火葬は厚生省(現 厚生労働省)が所管官庁であり厚生大臣は発表で、「ご遺体の野焼きも止む無し」と判断を示した。
しかし、幸いな事に震災発生が冬季の寒い時期であった事から「ご遺体の腐敗進行が遅く」、また震災発生2日以降からは各地のご遺体安置場においても「ドライアイスの余剰」が見られた事から、震災発生2日以降はドライアイスの不足は生じなかったと考えられる。
しかし、これらの被災現場での物品管理は機能しない場合が多く見られ、ご遺体安置場においても「数百?ものドライアイスが余っていた場所」もあれば、不足している場所もあり、これらは今後の課題ではある。
結果的には、震災発生から5日以降には被災ご遺体に関する問題は解消されて、「ご遺体の野焼き」は実施されなかったが、「緊急時には野焼きも実施」との国の考え方が明確となった。
東京でパンデミックが発生する場合は、高病原性鳥インフルエンザやSARS等の発生時期は「冬季」と考えられ、夏季に比べるとご遺体の腐敗は明らかに遅くなる。
しかし、震災での被災ご遺体と大きく異なる点は「震災の外因子ご遺体と異なる病死ご遺体」であり、潜在的なご遺体腐敗リスクが高い点にある。
特に死亡前の熱発は必然的な症状である事から、「明らかに死後変化が早くて強いご遺体」と考えるべきであり、腐敗リスクポイントの高いご遺体に分類する事から、阪神淡路大震災の様な時間的な余裕は少ない。
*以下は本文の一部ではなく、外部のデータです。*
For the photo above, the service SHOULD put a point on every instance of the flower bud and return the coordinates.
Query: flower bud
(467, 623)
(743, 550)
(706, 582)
特に災害では身元確認と検視や検案、死体検案書の発行に手間と時間を要する上に、ご家族も同時に被災している場合が多く、ご遺体の検視・検案、行政手続き、引渡しから火葬までに時間を要するが、パンデミックでは死亡診断書を病院が発行する事から、時間が非常に短縮される。
特に死亡したご遺体の身元が明確であり司法や行政機関の関与や書類作成が無いために、病院での死亡確認後は直ちにご遺体の移動は可能となり、ご家族の希望によりご遺体の搬送が開始される。
行政の苦肉の策
前述の様に東京23区内の都民の火葬は「民間企業依存」であり、その火葬能力も「平常時を想定」している事から、非平常時には大変な事が発生すると考えられる。